I am fairly adept with RE, and thus far the move to Perl RE isn't stopping me. In fact, it makes a lot of things easier.

I wanted to change the first \ in a line to a tab, and then change the last \ in a line to a tab.

The RE Find syntax that crashes TP 7.0.4 is this

^([^\]{1,})\\

I wanted to change it to this:

\1\t

I ended up changing \ to ÿ (\xFF), made my changes, then changed all remaining ÿ back to \

Can anyone help me with a better workaround?

Posted: Wed Apr 24, 2013 6:54 pm
by bbadmin
Ken, "^([^\]{1,})\\" is an invalid regular expression, which is causing the crash that will be fixed. Any literal "\" must be input as "\\", otherwise it escapes the next character. In this case it causes the closing "]" to be treated as a literal, so the opening "[" is never closed.

Try searching for: "([^\\\r\n]*)\\(.+)\\"
and replacing with: "$1\t$2\t"

Posted: Wed Apr 24, 2013 7:04 pm
by ben_josephs
I can reproduce that. The Boost regex library throws an exception: "Unmatched [ or [^ in character class declaration" but TextPad doesn't catch it.

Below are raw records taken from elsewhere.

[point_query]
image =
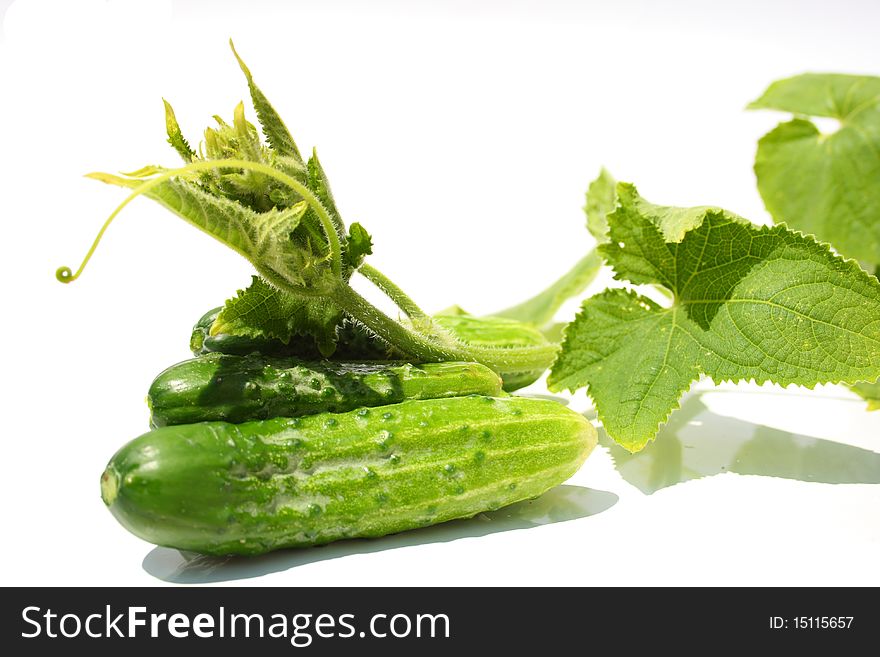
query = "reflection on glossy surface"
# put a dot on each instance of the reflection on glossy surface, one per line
(556, 505)
(699, 443)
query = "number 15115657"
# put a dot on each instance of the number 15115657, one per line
(811, 622)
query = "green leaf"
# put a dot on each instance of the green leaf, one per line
(870, 392)
(276, 132)
(749, 303)
(359, 244)
(264, 311)
(827, 185)
(601, 200)
(264, 238)
(175, 136)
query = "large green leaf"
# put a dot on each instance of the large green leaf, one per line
(870, 392)
(827, 185)
(750, 303)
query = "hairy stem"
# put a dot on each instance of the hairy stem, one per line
(426, 349)
(65, 275)
(392, 291)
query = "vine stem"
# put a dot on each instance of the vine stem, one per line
(426, 349)
(392, 291)
(65, 275)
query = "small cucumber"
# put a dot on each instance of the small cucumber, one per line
(355, 342)
(497, 332)
(240, 388)
(225, 489)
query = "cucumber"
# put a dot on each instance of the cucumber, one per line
(356, 343)
(245, 489)
(497, 332)
(240, 388)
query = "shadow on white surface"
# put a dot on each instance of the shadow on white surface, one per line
(559, 504)
(698, 443)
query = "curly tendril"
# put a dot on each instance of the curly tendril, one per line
(66, 275)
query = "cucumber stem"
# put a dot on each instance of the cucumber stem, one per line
(426, 349)
(392, 291)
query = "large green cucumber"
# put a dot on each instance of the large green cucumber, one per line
(240, 388)
(355, 342)
(223, 489)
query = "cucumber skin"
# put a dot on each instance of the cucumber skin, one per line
(220, 387)
(356, 344)
(226, 489)
(497, 332)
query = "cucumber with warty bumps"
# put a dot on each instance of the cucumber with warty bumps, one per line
(497, 332)
(225, 489)
(240, 388)
(356, 343)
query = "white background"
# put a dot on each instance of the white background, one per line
(462, 135)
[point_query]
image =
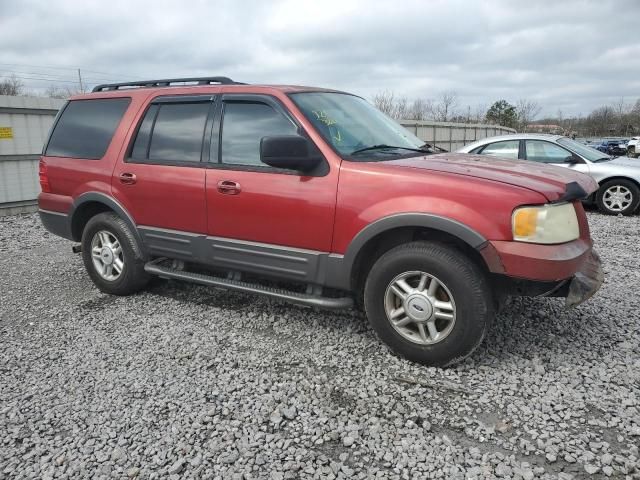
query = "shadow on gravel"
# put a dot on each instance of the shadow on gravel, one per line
(541, 327)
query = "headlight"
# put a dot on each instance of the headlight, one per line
(545, 224)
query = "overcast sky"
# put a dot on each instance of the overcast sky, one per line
(564, 54)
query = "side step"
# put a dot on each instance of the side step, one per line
(155, 268)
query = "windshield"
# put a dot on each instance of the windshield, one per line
(589, 153)
(353, 126)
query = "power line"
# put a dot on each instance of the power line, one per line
(100, 73)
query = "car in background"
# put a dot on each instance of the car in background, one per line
(633, 150)
(613, 147)
(618, 178)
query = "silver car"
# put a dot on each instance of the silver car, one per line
(618, 177)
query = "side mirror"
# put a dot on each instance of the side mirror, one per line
(573, 159)
(291, 152)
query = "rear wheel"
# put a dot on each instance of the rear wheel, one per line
(428, 303)
(618, 197)
(109, 255)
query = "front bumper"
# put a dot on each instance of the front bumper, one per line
(576, 289)
(586, 282)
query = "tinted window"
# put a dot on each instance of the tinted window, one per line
(507, 149)
(545, 152)
(244, 126)
(86, 127)
(178, 132)
(141, 147)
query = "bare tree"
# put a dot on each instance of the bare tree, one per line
(385, 102)
(54, 91)
(401, 111)
(446, 105)
(420, 109)
(11, 86)
(526, 111)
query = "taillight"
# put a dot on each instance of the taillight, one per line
(44, 179)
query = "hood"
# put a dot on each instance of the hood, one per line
(548, 180)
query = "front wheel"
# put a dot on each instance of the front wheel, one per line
(428, 303)
(618, 197)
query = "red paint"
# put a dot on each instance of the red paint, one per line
(321, 213)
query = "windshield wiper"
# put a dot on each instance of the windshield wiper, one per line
(427, 147)
(387, 147)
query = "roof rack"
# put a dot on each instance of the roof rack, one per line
(167, 82)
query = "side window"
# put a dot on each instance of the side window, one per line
(171, 133)
(244, 124)
(506, 149)
(86, 127)
(545, 152)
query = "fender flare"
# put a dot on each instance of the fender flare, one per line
(340, 268)
(114, 205)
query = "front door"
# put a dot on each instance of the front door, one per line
(161, 181)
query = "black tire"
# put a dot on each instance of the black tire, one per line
(630, 186)
(467, 283)
(132, 277)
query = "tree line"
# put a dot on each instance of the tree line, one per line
(618, 119)
(446, 108)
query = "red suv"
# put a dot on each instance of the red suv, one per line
(312, 196)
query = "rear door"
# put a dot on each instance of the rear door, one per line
(161, 180)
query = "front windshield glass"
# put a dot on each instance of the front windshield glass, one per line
(351, 123)
(589, 153)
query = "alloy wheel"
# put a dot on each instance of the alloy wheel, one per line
(420, 307)
(617, 198)
(107, 255)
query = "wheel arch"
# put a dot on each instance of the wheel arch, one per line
(619, 177)
(388, 232)
(90, 204)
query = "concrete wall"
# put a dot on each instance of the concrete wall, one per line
(24, 125)
(452, 136)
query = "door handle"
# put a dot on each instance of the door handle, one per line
(128, 178)
(228, 187)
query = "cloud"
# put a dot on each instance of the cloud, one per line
(573, 55)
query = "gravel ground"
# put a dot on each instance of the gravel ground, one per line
(187, 382)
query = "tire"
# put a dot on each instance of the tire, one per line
(618, 197)
(108, 241)
(459, 282)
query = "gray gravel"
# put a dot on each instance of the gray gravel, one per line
(187, 382)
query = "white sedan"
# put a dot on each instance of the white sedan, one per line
(618, 177)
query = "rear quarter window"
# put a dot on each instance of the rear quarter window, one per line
(85, 128)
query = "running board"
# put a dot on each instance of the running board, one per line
(155, 268)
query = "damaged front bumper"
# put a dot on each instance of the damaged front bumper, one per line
(576, 289)
(586, 282)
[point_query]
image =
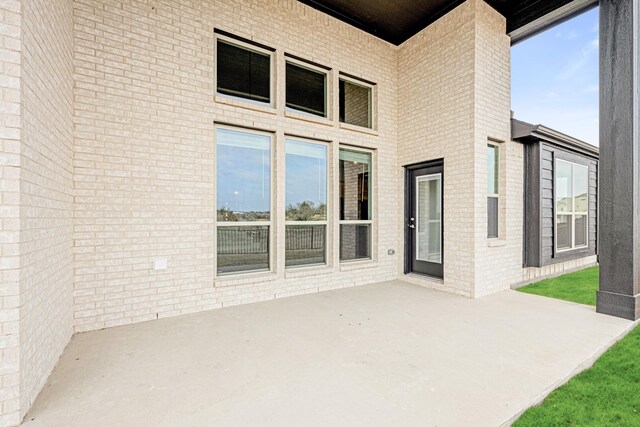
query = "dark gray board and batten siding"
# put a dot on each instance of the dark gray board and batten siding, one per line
(539, 224)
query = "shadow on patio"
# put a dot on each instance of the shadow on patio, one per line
(383, 354)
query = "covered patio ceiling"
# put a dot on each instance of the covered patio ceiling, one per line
(398, 20)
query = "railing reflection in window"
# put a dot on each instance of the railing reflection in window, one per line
(243, 249)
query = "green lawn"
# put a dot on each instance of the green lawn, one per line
(580, 286)
(608, 394)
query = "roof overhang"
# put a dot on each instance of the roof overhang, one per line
(398, 20)
(527, 133)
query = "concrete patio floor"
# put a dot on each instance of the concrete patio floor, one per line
(384, 354)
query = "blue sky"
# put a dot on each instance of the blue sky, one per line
(554, 78)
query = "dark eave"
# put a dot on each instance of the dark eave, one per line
(527, 133)
(398, 20)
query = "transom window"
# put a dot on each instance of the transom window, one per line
(243, 200)
(306, 89)
(355, 205)
(243, 71)
(572, 205)
(356, 103)
(306, 203)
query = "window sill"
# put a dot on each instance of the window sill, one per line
(303, 271)
(235, 279)
(236, 102)
(308, 118)
(496, 243)
(357, 265)
(361, 129)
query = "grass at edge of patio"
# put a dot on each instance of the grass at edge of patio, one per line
(579, 286)
(604, 395)
(607, 393)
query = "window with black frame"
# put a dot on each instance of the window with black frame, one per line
(306, 203)
(571, 205)
(243, 200)
(493, 189)
(243, 72)
(306, 89)
(355, 205)
(355, 103)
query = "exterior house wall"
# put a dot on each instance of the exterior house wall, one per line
(540, 256)
(46, 197)
(144, 162)
(436, 121)
(10, 135)
(454, 97)
(548, 154)
(108, 161)
(498, 261)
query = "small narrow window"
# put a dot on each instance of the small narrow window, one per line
(493, 190)
(243, 189)
(355, 104)
(306, 203)
(355, 205)
(243, 72)
(306, 89)
(572, 205)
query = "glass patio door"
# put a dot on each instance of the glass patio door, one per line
(424, 223)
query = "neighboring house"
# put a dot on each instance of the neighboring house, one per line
(561, 196)
(165, 157)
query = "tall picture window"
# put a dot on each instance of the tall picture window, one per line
(306, 203)
(571, 205)
(355, 204)
(493, 190)
(243, 200)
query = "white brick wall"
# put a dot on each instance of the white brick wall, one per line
(46, 197)
(107, 161)
(144, 161)
(498, 262)
(10, 124)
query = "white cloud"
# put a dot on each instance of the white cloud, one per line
(586, 53)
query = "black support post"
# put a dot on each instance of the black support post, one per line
(619, 195)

You need to quote the backslash in the character set:
^([^\\]{1,})\\

Your regex requires a matched line to begin with a character that isn't a backslash; I assume that's intentional.

It's equivalent to
^([^\\]+)\\

But negated character sets match newline characters, so the whole regex matches across newlines. You need
^([^\\\r\n]+)\\

The placeholder symbol is now $, not \. So your replacement should be
$1\t

If the lines always contain at least two backslashes, you can do it all in one go:
Find what: ^([^\\\r\n]+)\\(.*)\\
Replace with: $1\t$2\t

Posted: Wed Apr 24, 2013 7:05 pm
by ben_josephs
Snap!

Posted: Mon Apr 29, 2013 7:56 pm
by kengrubb
Very much appreciated.

So "Not the literal \" is:

[^\\]

Rather than:

[^\]

This actually may clear up one or two similar issues where I was unable to find what I wanted with RE from the past.

Posted: Mon Apr 29, 2013 9:00 pm
by ben_josephs
The regex recogniser used by TextPad before version 7 did not require a backslash in a character set to be quoted with a backslash. So [^\] was the correct expression for any one character that isn't a backslash (note: this is not the same as "not a backslash").

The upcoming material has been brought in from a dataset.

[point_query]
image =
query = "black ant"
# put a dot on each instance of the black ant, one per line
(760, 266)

The regex recogniser used by TextPad version 7 allows a character set to contain constructs that use backslash as an escape, such as \n and \x41. Therefore if a backslash is being used as a literal it must be quoted. So [^\\] is now the correct expression for any one character that isn't a backslash.

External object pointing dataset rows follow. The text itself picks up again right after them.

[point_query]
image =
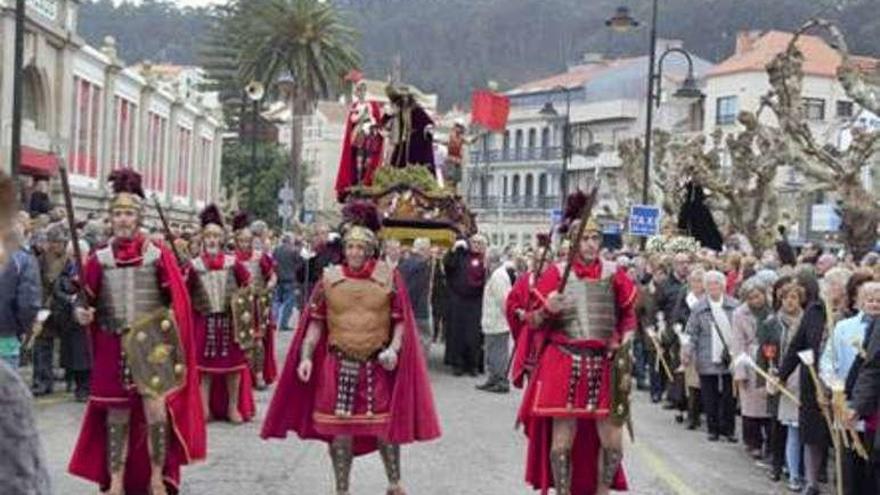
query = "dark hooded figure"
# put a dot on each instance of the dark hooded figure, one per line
(696, 220)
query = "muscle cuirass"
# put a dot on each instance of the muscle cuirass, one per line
(130, 294)
(358, 311)
(218, 286)
(595, 312)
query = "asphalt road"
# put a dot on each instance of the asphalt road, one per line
(478, 454)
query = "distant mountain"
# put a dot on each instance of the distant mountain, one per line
(451, 46)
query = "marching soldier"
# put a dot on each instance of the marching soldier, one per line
(143, 419)
(576, 401)
(223, 320)
(355, 376)
(261, 267)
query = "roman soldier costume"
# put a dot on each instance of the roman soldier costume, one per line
(578, 373)
(144, 418)
(223, 319)
(369, 389)
(261, 268)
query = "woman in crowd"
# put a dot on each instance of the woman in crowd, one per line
(810, 335)
(775, 336)
(710, 332)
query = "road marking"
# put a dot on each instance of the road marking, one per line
(662, 470)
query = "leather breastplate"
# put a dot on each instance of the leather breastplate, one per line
(595, 312)
(358, 311)
(128, 294)
(217, 286)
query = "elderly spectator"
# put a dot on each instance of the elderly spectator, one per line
(809, 337)
(466, 274)
(416, 273)
(690, 296)
(51, 262)
(744, 346)
(833, 292)
(710, 332)
(496, 331)
(20, 296)
(289, 263)
(839, 360)
(75, 358)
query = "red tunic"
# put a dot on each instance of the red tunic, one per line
(547, 395)
(217, 352)
(267, 340)
(346, 175)
(187, 442)
(403, 410)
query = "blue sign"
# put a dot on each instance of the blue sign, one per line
(644, 220)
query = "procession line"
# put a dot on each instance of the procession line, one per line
(662, 470)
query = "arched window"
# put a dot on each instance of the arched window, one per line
(518, 144)
(33, 102)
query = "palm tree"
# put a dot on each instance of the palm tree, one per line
(307, 43)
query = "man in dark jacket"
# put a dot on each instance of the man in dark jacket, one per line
(416, 273)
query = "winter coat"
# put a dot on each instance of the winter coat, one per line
(753, 392)
(810, 335)
(699, 330)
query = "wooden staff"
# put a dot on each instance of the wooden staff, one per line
(809, 360)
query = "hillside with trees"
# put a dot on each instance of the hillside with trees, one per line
(451, 46)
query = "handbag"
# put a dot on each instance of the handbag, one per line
(726, 358)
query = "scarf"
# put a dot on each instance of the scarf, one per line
(722, 328)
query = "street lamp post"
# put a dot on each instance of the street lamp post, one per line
(550, 112)
(255, 92)
(17, 90)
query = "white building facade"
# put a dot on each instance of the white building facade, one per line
(83, 108)
(740, 82)
(515, 177)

Note that the backslash has a split personaility. With Perl-style regexes (as in TextPad 7) there is a consistent rule. Before an alphanumeric character the backslash escapes the character: it changes it from a literal to something special. Before a non-alphanumeric charcter the backslash quotes the character: it changes it from something special to a literal.